In the 1930’s and 40’s, however, a debater-preacher named Foy E. Wallace, Jr. led a largely-successful crusade to stamp out premillennialism among Churches of Christ — leaving in his wake a figurative trail of corpses of many godly men and women. The anti-premillennial frenzy Wallace generated in the Churches of Christ included book-burnings, McCarthy-like accusations and stranding missionaries without support in distant lands. My grandfather, W. N. Short, a missionary in Africa from 1921 until he died in the 1980s, was a victim of the purge — not because he held premillennial views, but because he would not denounce a fellow-missionary who probably did.
The purge was doubly sad because it deprived the mainstream brotherhood of some of its most pious and Christ-centered people.

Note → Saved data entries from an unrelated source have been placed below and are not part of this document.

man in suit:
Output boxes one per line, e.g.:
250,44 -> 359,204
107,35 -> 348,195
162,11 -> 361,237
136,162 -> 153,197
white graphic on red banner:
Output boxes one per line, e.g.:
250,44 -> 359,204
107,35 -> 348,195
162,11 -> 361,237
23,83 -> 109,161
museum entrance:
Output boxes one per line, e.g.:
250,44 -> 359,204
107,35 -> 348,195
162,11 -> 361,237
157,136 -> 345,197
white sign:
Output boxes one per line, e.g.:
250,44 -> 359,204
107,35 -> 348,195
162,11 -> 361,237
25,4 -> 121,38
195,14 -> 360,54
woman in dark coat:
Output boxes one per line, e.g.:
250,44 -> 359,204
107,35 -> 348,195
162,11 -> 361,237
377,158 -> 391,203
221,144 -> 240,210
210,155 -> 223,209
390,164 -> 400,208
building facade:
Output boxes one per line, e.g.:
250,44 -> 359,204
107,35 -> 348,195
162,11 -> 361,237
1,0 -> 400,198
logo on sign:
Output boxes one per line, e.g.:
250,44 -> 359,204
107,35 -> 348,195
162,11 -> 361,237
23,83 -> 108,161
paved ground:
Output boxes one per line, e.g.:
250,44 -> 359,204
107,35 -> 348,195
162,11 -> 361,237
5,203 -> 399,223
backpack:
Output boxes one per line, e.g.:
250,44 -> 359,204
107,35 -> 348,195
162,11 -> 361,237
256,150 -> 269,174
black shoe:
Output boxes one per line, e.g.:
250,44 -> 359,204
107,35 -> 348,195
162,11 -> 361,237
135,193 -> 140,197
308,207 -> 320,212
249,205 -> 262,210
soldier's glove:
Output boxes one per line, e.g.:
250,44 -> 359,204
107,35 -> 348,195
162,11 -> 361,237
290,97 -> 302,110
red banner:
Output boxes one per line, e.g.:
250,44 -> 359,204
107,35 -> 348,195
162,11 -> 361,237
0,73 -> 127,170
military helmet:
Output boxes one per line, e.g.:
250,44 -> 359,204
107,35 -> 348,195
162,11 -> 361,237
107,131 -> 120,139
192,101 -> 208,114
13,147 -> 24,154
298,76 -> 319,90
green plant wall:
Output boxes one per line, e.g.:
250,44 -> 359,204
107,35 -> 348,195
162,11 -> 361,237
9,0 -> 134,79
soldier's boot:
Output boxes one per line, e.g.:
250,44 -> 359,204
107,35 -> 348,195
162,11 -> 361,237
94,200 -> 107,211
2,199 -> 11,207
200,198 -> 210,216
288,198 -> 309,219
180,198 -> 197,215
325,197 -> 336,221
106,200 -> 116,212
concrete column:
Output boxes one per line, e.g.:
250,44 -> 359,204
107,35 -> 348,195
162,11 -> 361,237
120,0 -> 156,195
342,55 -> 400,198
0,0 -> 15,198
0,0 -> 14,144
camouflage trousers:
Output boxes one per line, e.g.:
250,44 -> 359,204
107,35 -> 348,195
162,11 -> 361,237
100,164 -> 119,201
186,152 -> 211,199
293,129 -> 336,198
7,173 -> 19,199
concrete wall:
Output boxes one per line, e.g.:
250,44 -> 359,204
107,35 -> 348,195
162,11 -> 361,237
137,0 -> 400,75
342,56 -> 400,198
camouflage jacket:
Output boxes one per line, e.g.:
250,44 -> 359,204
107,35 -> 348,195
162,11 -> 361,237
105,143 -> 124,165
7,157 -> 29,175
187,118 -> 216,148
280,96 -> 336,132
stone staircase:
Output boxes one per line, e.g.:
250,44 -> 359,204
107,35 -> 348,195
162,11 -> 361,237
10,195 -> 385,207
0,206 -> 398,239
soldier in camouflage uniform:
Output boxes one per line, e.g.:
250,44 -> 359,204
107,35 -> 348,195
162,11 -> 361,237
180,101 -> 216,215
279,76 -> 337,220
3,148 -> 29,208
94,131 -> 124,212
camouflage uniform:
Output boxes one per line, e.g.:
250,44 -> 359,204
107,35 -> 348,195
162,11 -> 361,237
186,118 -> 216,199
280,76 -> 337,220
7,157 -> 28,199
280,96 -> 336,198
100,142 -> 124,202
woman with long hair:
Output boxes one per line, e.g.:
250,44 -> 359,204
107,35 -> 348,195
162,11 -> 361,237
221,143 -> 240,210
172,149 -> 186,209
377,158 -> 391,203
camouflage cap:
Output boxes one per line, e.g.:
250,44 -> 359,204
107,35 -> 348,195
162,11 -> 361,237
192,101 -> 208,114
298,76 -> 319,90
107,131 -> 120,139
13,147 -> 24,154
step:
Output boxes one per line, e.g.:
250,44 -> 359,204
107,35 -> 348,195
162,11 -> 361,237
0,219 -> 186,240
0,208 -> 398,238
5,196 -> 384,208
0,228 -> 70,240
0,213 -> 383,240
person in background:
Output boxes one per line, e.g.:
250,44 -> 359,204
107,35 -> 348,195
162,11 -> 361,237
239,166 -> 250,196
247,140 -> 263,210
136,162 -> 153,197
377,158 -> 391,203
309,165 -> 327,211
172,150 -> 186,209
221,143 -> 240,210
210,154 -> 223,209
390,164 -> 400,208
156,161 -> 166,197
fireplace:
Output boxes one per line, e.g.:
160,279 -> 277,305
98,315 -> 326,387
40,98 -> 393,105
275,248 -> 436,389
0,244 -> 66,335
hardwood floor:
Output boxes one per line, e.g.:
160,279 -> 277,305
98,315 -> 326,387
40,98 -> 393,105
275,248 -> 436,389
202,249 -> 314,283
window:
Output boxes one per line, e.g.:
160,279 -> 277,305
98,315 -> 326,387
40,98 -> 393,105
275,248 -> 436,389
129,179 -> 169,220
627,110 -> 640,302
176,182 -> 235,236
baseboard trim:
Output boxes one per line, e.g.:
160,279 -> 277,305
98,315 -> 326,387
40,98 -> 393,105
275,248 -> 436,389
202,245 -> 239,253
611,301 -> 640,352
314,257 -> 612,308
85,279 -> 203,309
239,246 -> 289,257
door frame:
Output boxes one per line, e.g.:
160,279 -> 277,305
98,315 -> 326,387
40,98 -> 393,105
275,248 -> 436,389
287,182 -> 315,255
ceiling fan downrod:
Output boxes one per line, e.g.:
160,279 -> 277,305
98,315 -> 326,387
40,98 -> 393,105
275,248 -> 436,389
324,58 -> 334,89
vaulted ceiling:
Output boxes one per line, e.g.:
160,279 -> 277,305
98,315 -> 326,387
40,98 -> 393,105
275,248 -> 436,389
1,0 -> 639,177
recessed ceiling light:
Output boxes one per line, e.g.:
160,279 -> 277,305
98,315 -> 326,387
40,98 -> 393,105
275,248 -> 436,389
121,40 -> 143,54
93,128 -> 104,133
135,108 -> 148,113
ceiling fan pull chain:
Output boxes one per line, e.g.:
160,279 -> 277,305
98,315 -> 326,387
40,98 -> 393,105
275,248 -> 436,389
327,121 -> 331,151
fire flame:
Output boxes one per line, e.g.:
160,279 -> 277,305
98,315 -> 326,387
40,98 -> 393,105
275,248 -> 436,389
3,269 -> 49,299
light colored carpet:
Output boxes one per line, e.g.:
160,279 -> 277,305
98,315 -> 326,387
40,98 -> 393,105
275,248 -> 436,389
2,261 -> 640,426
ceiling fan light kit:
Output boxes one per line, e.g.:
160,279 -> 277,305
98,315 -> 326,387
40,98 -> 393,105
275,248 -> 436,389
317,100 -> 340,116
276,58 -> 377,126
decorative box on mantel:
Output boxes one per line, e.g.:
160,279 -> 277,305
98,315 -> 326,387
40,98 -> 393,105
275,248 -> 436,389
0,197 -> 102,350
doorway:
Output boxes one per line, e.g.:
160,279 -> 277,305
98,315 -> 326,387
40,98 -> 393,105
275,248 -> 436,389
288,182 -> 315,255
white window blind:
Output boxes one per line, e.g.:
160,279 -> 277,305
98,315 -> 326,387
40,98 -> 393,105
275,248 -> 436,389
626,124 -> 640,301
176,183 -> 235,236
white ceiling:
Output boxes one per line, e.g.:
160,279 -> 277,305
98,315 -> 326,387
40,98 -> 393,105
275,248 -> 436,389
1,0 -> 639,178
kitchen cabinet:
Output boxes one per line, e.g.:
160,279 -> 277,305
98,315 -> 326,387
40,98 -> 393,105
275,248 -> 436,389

The premillennial minority, from Robert H. Boll down to present-day editor Alex Wilson, have, more consistently than the mainstream, focused on Jesus, preached the grace of God and worked for unity among all believers in Christ. They also tend to exhibit a spirit of humble dependence on God to accomplish his work — their view is clearly that God and not man must bring about the kingdom. They continue today, mostly around Louisville, Kentucky, where they have a school of biblical studies and the paper “Word and Work.”
Now would be a good time — doctrinal differences notwithstanding — for leaders in the mainstream Churches of Christ to apologize for these sins of the fathers against the premillennial minority, and for Church of Christ publishers, periodicals, colleges and other institutions to find ways to welcome these excluded brothers and sisters back into the family. If congregational autonomy and freedom of conscience mean anything, they mean that individuals and local churches may exist in full fellowship with each other even though they differ in understanding –concerning this topic and a whole host of others. May each one of us determine, as individuals and as congregations, to do that very thing.